Widmer Brothers Brewing
955 North Russell, Portland, Oregon
Sunday to Thursday 11 am-10:30 pm, Friday-Saturday 11 am-11 pm

Honourable Mention: The combination might seem odd, but Wild Rose Brewery’s (Calgary, Alberta) seasonal cherry porter was a knockout. I stocked up on the one-litre bottles while they lasted.
Best Experience
At Farm Gate Store, on B.C’s Mayne Island, the divine grilled sandwiches are just the exclamation point on a fabulous rural shop that features local produce, meat and killer flower arrangements.
Farm Gate Store
568 Fernhill Road, Mayne Island, B.C.
Monday to Saturday 10 am-6 pm, Sunday 10 am-5 pm
Best Meal(s) of 2015
Why would I drive 1,100 kilometres (620 miles) for a meal? When it’s the best Mexican food I’ve devoured all year and served by wonderful owners Bertha Moreno and daughter Jessica. I thus trek all the way from Calgary not once but twice in a three-month span, to Morenita’s Mexican Restaurant, in Idaho Falls of all places.
Sure, I was headed on to other destinations. But nothing made me happier in 2014 than plunking myself down at a nondescript Morenita table and letting Jessica keep bringing me fantastic plates of inventive Mexican food. Like an unforgettable taco ranchero—an open, crispy corn tortilla piled with sauteed pork loin, salsa fresca and avocado, doused with house-made sauces, all for $2.50.
Things were going so well, I threw caution to the wind and ordered a sampler bowl of menudo, something I swore I’d never touch again after a rubber-band greasefest with my appalled sisters in some dusty Mexican village.

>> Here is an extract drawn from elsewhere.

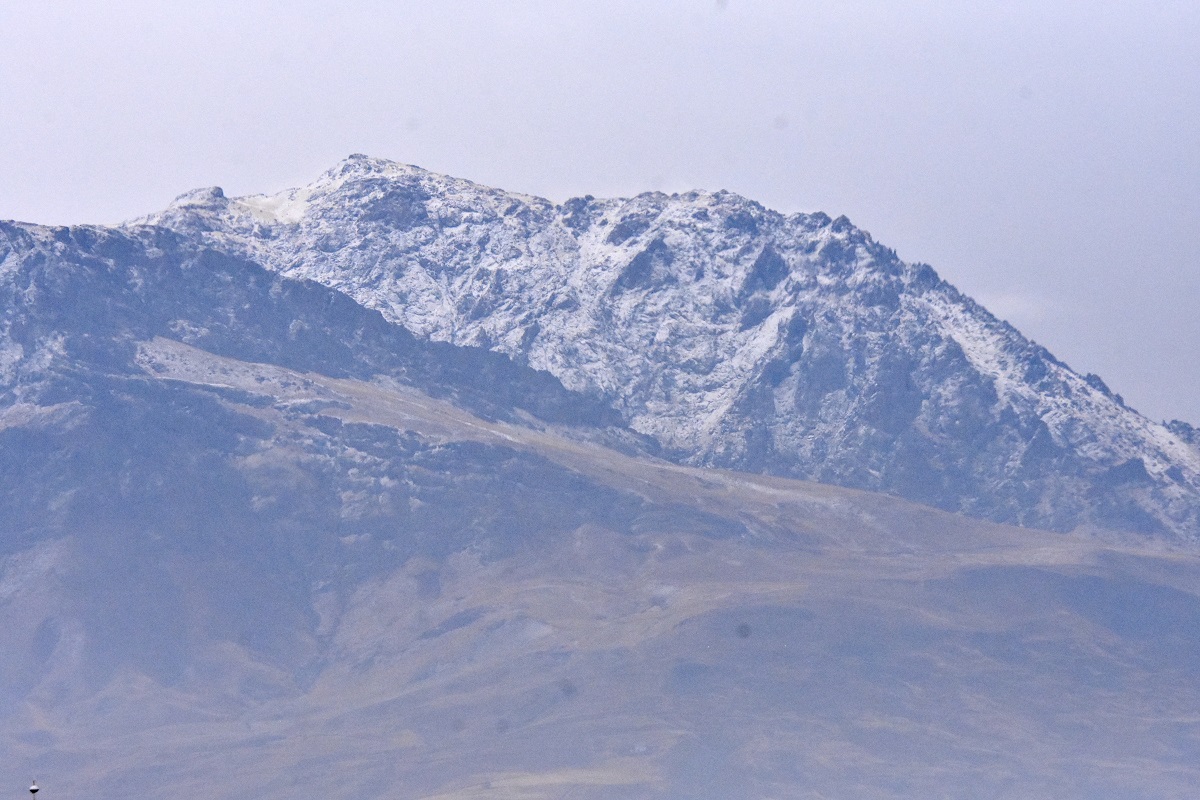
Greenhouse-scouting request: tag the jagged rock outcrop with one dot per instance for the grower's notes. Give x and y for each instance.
(736, 336)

Here, the broth is perfectly seasoned, the little hominy balls a delightful surprise and the, gulp, beef tripe sufficiently tender I might order it again. Just not for a year or two.
Morenita’s Mexican Restaurant
450 Whittier Street, Idaho Falls, Idaho
Monday to Thursday 10 am-9 pm, Friday-Saturday 9:30 am-9 pm, Sunday 9:30 am-8:30 pm
Astounding Sushi in a Walmart Mall in Cabo San Lucas, Mexico
This is about as incongruous as it gets. A sushi place in a fast-food court, beside a Walmart in the Mexican tourist mecca of Cabo San Lucas.

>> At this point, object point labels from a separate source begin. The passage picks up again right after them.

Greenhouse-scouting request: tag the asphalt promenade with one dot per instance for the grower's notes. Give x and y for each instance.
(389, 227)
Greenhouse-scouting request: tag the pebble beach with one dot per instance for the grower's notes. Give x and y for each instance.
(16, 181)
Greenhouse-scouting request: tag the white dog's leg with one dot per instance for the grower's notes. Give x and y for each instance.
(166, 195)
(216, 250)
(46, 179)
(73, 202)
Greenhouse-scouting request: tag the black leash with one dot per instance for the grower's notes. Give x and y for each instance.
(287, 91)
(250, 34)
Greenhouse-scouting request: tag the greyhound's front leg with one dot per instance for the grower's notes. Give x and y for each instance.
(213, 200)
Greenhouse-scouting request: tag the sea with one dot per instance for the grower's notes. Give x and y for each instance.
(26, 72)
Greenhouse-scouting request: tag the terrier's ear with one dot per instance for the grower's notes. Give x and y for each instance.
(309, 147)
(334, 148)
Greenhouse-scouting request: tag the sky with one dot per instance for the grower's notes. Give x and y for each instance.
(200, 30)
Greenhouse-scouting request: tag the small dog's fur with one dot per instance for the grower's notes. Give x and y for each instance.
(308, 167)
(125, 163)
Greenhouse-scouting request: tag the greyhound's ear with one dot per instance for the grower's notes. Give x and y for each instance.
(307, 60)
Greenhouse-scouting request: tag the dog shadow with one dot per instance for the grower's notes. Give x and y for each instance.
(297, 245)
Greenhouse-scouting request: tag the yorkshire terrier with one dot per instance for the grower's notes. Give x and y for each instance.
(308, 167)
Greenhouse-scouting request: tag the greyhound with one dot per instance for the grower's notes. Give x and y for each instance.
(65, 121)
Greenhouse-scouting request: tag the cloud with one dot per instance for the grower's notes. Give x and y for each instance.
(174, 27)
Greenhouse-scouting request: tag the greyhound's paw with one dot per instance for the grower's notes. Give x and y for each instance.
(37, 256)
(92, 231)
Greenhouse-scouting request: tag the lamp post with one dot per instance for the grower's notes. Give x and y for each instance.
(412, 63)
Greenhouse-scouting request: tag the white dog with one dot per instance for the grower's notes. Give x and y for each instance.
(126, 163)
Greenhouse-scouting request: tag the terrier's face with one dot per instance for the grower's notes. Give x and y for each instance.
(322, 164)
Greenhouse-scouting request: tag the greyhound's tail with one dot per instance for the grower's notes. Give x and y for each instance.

But *Koi Sushi is by no means generic. In fact, it may be the best, most inventive sushi I’ve ever had. And a growing number of folks agree, some flying in from Los Angeles just for a feed of chef-owner Jose Angel Huerta Ramirez’s fusion take on Japanese classics.

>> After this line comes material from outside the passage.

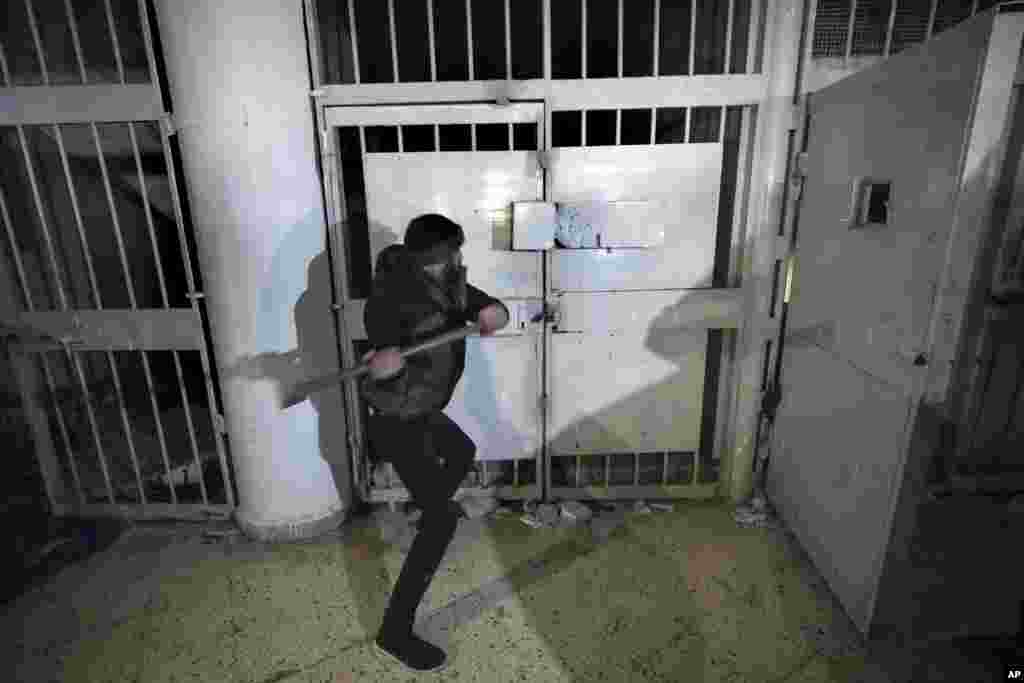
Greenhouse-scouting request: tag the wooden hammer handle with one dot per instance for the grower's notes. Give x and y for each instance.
(303, 389)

There is a menu, but it’s best to let Jose come up with what the catches of the day and his imagination dictate. Just sit back and watch a succession of amazing dishes arrive. Like thin strips of wahoo (a fabulous local fish) encircling avocado slices and bits of serrano chile. Or tuna and crab wrapped in a shrimp tempura, providing a contrasting crispness to the raw goodness inside. Or a shrimp roll topped with salmon roe and floating on a cilantro-jalapeno sauce.
It’s a veritable feast of some six dishes that sets us back only $30 a person, drinks included. Actually, the only thing I’d forsake here is the sake.
You can sit inside at one of a handful of tables, close to where Jose is conjuring his magic. But there’s something wonderfully discordant about eating this fabulous fare in the mist-sprayed outdoor food court, where Chinese food is being served in styrofoam boxes and a lone, electrified musician is playing Guantanamera.
Jose was apparently a chef at the upscale Nick-San sushi joint in Cabo. He left to set up his own, affordable shop, where diners unconcerned about the mall surroundings wisely give him all the freedom he desires.